Another solution for affordable alternative nutrient sources proposed in this work is the use of commercial poultry manure based fertilizers, containing high amounts of organic substances, mixed with FU. The cost of this substitute is about €0.20/l. It was observed (supplementary material S6) that if the FU is added to these media, even in small amounts (5 g/l), the enzymatic activity is significantly increased, reaching an enzymatic activity of 76 % for PAV and of 62 % for EP1 compared with the typical one observed for reference, where S. pasteurii was developed in the presence of CASO and pure grade urea.

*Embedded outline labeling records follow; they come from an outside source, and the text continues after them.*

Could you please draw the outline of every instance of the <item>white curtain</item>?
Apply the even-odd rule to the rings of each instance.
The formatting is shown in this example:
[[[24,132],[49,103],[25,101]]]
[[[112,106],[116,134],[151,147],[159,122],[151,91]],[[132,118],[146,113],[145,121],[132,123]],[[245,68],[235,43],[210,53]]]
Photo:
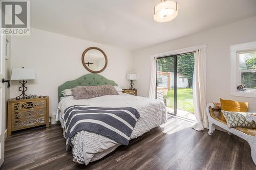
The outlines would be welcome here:
[[[150,93],[148,98],[156,99],[156,83],[157,82],[157,58],[152,57],[151,59],[151,77],[150,79]]]
[[[205,57],[205,48],[196,51],[193,76],[193,101],[197,122],[193,126],[193,128],[198,131],[203,130],[204,127],[209,127],[206,112],[205,67],[204,67]]]

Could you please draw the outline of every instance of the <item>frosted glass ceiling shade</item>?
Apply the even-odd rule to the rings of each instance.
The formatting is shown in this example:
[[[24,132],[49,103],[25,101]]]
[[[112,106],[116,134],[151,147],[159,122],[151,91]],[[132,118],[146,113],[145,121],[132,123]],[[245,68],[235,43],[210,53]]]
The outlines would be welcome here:
[[[13,68],[12,70],[11,80],[34,80],[35,71],[31,68]]]
[[[162,1],[155,7],[154,19],[155,21],[164,22],[169,21],[177,16],[177,4],[171,1]]]
[[[135,73],[130,73],[127,74],[127,80],[137,80],[137,75]]]

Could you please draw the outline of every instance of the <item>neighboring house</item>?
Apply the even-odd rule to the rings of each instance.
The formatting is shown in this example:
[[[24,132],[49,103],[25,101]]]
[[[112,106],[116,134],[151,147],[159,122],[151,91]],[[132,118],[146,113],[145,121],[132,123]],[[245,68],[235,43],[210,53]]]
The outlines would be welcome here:
[[[172,89],[174,86],[174,73],[173,72],[157,71],[158,88]],[[177,74],[177,87],[188,87],[188,77],[182,74]]]

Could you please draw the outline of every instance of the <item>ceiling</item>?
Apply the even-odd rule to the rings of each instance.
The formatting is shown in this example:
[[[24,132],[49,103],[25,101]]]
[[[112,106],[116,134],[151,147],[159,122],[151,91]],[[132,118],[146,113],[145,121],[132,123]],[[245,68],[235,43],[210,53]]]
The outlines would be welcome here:
[[[256,16],[255,0],[177,0],[178,16],[153,19],[160,0],[31,0],[31,27],[129,50]]]

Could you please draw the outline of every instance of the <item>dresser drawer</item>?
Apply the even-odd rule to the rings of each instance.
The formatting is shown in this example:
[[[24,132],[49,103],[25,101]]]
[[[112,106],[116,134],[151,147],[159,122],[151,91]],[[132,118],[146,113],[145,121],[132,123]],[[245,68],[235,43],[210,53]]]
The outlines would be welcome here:
[[[41,98],[8,101],[7,135],[15,131],[38,126],[49,125],[49,98]]]
[[[46,114],[45,108],[15,111],[13,112],[14,120],[35,117],[44,116]]]
[[[30,127],[45,124],[45,116],[15,119],[12,124],[13,130],[25,129]]]
[[[12,104],[13,111],[34,109],[36,108],[44,108],[46,106],[46,100],[14,103]]]
[[[137,95],[137,90],[129,90],[129,89],[123,89],[123,93],[126,93],[128,94]]]

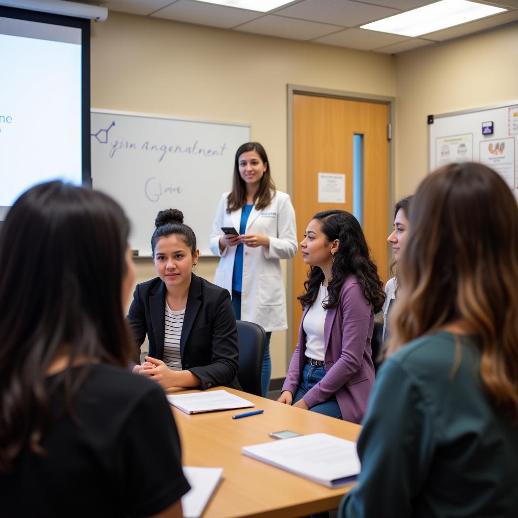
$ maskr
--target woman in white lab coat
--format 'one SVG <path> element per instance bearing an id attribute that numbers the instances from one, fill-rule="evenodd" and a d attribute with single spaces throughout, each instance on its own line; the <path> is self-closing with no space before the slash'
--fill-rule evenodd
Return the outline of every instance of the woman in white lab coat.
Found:
<path id="1" fill-rule="evenodd" d="M 224 233 L 225 227 L 236 233 Z M 232 294 L 236 318 L 255 322 L 266 331 L 261 380 L 266 397 L 271 332 L 287 328 L 279 260 L 296 253 L 297 232 L 290 196 L 276 190 L 266 152 L 258 142 L 243 144 L 236 153 L 232 190 L 220 200 L 210 249 L 221 258 L 214 284 Z"/>

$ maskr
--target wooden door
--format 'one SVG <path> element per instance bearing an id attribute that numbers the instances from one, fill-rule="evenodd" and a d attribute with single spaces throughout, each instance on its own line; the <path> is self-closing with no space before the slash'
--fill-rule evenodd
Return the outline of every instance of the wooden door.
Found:
<path id="1" fill-rule="evenodd" d="M 340 209 L 353 212 L 353 140 L 363 136 L 362 225 L 380 277 L 386 280 L 388 198 L 387 104 L 295 94 L 293 97 L 293 202 L 299 241 L 318 212 Z M 319 203 L 319 172 L 346 175 L 346 203 Z M 293 344 L 302 315 L 297 297 L 308 268 L 299 254 L 293 261 Z"/>

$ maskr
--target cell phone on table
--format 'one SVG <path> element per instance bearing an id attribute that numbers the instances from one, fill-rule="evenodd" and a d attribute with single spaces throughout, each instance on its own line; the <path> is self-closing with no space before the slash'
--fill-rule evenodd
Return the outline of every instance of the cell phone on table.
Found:
<path id="1" fill-rule="evenodd" d="M 289 439 L 290 437 L 296 437 L 302 434 L 292 431 L 291 430 L 281 430 L 280 431 L 272 431 L 268 435 L 269 437 L 273 437 L 274 439 Z"/>
<path id="2" fill-rule="evenodd" d="M 230 234 L 234 236 L 239 236 L 239 233 L 234 228 L 234 227 L 222 227 L 221 229 L 223 234 Z"/>

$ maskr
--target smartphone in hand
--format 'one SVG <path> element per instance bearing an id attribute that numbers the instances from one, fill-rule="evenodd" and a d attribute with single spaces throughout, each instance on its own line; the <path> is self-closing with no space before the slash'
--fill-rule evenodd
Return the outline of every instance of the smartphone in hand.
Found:
<path id="1" fill-rule="evenodd" d="M 239 236 L 239 233 L 234 227 L 221 227 L 223 234 L 227 235 Z"/>

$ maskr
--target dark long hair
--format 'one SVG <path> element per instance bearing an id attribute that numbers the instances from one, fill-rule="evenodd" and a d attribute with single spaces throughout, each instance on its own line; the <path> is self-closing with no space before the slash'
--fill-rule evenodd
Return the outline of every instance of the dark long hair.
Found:
<path id="1" fill-rule="evenodd" d="M 331 268 L 332 278 L 327 286 L 328 297 L 323 303 L 324 309 L 338 304 L 340 291 L 350 275 L 356 277 L 365 298 L 372 304 L 375 313 L 381 311 L 385 301 L 383 284 L 378 268 L 370 258 L 369 247 L 358 220 L 344 210 L 325 210 L 313 217 L 318 220 L 328 242 L 338 239 L 338 250 Z M 318 266 L 310 266 L 308 280 L 304 282 L 305 292 L 298 298 L 303 308 L 312 305 L 324 280 L 324 272 Z"/>
<path id="2" fill-rule="evenodd" d="M 255 208 L 261 210 L 269 205 L 275 193 L 275 184 L 270 174 L 270 161 L 266 156 L 264 148 L 258 142 L 247 142 L 246 144 L 241 144 L 236 152 L 232 190 L 227 198 L 227 212 L 229 214 L 234 210 L 242 209 L 247 204 L 247 190 L 244 181 L 239 174 L 239 157 L 247 151 L 256 151 L 261 160 L 266 164 L 266 170 L 261 179 L 259 189 L 254 199 Z"/>
<path id="3" fill-rule="evenodd" d="M 58 387 L 73 414 L 93 362 L 128 364 L 135 346 L 121 290 L 129 230 L 111 198 L 59 181 L 32 188 L 9 210 L 0 232 L 0 472 L 27 443 L 41 452 Z M 46 371 L 64 347 L 67 367 L 50 384 Z"/>
<path id="4" fill-rule="evenodd" d="M 410 204 L 412 203 L 412 200 L 413 199 L 413 194 L 410 194 L 409 196 L 401 198 L 394 205 L 394 220 L 393 221 L 395 221 L 396 220 L 396 217 L 397 215 L 397 213 L 399 212 L 400 209 L 402 209 L 403 212 L 405 214 L 405 217 L 407 220 L 408 219 L 408 214 L 410 214 Z M 408 232 L 408 229 L 405 231 L 405 232 Z M 390 272 L 391 276 L 392 277 L 394 277 L 396 275 L 396 264 L 395 258 L 393 256 L 392 259 L 390 262 L 390 264 L 388 265 L 388 271 Z"/>
<path id="5" fill-rule="evenodd" d="M 445 166 L 421 182 L 390 316 L 388 352 L 461 320 L 482 343 L 480 375 L 518 420 L 518 206 L 480 164 Z"/>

A successful scale up of the unsterilized whey alternative nutrient medium and 20 g/l of urea fertilizer was performed in a 5 liter bioreactor (supplementary material S7), where the temperature (set at 24 °C), pH level and conductivity were continuously measured during bacterial development. In addition, the initial pH level was not adjusted. The urea was dissolved in the whey medium and agitated for 15 min and then the medium was inoculated with the ureolytic bacteria. The urease activity of the S. pasteurii was 0.4675 mM urea hydrolyzed/min after 240 min and 0.5888 mM urea hydrolyzed/min after 360 min. Satisfactory enzymatic activity is obtained at 24 °C using little amounts of proteins and urea. An increasing of temperature of 6 °C (30 °C) will improve the urease activity about three times more (1.6992 mM urea/min, with respect to 0.6138 mM urea/min), at the same concentration of urea and proteins. When little protein concentration (0.5 %) is used, the bacteria were growing more slowly, but with a good enzymatic activity at 30 °C (0.5282 mM urea/min), comparable with the one obtained at 24 °C by S. pasteurii. The use of dairy by-products and/or wastes (whey, alkaline waste water) and the cheap FU are suitable and affordable ingredients for large scale production of S. pasteurii for biotechnological uses.